Le premier ministre du Québec, Jean Charest, a reçu le 2 février à Paris les insignes de Commandeur de l’ordre de la Légion d’honneur des mains du président de la République française, Nicolas Sarkozy.
L’Ordre national de la Légion d’honneur est la plus haute distinction accordée par l’État français à ses citoyens, mais également aux personnalités étrangères ayant servi les intérêts de la France. Dans son allocution, le premier ministre Jean Charest a insisté sur les liens historiques en retraçant certains jalons de la « relation directe et privilégiée » entre le Québec et la France. « L’honneur que vous me faites aujourd’hui est pour moi un moment de grand bonheur. Je le reçois comme le témoignage de l’amitié éternelle qui unit la France et le Québec », a déclaré le premier ministre.
La remise de cette décoration au Palais de l’Élysée a été précédée d’un entretien entre MM. Charest et Sarkozy. Il s’agissait de leur première rencontre depuis la visite à Québec du président français en octobre dernier. À cette occasion, le premier ministre Charest et le président Sarkozy avaient notamment conclu une entente sur la reconnaissance mutuelle des qualifications professionnelles destinée à répondre plus efficacement aux besoins de main-d’œuvre au Québec et en France.
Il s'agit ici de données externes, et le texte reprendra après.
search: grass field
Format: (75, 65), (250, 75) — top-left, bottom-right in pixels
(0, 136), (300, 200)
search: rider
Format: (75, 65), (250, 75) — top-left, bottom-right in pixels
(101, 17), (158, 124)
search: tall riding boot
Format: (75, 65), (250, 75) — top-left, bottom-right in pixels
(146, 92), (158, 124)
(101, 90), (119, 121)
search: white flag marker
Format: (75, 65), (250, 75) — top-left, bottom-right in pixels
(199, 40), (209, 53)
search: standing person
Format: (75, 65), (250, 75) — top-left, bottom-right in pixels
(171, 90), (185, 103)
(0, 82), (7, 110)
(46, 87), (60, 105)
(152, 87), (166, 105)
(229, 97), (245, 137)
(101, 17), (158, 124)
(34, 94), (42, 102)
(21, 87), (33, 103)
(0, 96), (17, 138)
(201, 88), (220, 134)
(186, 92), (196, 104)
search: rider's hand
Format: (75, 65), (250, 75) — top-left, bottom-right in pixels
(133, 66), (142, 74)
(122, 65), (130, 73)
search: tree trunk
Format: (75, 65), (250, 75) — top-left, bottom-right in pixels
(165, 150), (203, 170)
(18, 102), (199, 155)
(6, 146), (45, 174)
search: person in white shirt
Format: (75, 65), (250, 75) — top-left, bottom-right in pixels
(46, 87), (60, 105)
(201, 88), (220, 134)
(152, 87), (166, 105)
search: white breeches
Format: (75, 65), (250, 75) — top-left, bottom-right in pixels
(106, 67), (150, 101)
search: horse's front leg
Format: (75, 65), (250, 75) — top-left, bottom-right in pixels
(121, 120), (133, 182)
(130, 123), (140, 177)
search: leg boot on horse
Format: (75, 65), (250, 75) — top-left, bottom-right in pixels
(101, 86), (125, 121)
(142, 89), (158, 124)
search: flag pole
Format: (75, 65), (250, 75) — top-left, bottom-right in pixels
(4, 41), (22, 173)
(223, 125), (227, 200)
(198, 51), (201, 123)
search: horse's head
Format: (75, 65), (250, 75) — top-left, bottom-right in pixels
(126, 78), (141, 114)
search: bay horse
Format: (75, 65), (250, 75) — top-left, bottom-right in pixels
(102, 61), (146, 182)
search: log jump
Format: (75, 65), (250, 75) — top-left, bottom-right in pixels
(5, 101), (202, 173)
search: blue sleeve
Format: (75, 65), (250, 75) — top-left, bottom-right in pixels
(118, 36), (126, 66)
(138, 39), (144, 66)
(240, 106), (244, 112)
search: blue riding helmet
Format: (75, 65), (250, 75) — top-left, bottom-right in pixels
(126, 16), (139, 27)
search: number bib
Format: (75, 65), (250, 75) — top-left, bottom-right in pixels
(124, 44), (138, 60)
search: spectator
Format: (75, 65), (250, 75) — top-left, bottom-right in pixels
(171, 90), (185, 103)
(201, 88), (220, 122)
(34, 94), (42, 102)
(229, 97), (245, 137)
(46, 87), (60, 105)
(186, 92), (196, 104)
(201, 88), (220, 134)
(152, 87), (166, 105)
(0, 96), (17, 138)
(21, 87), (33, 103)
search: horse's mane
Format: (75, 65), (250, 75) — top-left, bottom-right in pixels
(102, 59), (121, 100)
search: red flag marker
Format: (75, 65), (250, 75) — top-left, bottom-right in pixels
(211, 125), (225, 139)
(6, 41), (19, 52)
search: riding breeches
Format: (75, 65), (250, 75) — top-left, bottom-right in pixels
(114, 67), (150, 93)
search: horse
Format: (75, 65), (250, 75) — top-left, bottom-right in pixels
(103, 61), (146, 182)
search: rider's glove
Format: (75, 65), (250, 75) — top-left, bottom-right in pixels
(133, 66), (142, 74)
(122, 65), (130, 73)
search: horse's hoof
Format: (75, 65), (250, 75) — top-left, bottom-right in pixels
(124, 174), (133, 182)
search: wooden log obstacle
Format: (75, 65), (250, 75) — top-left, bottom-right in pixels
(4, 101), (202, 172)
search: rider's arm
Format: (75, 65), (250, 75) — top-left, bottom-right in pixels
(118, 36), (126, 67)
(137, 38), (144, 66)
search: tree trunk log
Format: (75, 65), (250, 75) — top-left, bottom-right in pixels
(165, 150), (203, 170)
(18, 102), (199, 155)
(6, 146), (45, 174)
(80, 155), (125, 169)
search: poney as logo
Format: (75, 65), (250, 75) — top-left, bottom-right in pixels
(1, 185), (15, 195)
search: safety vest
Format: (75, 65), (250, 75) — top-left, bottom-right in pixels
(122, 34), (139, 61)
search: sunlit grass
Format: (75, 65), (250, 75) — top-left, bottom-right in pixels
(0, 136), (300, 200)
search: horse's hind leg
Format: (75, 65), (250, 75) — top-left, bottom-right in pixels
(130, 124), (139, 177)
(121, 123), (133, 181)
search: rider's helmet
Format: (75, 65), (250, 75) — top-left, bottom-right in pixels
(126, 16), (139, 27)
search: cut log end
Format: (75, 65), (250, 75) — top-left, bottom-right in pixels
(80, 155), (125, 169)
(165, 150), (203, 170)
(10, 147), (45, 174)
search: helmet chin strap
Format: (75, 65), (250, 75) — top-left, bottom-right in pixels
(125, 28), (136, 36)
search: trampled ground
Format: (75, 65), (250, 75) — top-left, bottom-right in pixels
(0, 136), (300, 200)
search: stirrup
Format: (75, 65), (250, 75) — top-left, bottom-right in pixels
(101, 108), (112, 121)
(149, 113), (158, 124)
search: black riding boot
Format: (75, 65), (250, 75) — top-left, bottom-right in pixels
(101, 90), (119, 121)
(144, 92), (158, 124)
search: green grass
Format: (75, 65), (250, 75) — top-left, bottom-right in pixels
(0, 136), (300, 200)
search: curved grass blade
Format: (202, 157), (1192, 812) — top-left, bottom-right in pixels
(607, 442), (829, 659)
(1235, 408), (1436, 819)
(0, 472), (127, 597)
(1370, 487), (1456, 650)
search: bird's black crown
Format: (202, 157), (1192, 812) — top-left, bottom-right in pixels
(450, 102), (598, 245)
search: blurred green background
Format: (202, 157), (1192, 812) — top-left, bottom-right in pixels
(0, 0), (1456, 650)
Était présent à la cérémonie le ministre des Relations internationales et ministre responsable de la Francophonie, Pierre Arcand. Celui-ci amorçait le jour même une première mission en sol européen à Paris, où il a rencontré le ministre des Affaires étrangères et européennes de France, Bernard Kouchner, ainsi que le Secrétaire d'État chargé de la Coopération et de la Francophonie, Alain Joyandet.
Le ministre du Développement économique, de l’Innovation et de l’Exportation, Raymond Bachand, et la ministre de la Culture, des Communications et de la Condition féminine, Christine St-Pierre, étaient également sur place.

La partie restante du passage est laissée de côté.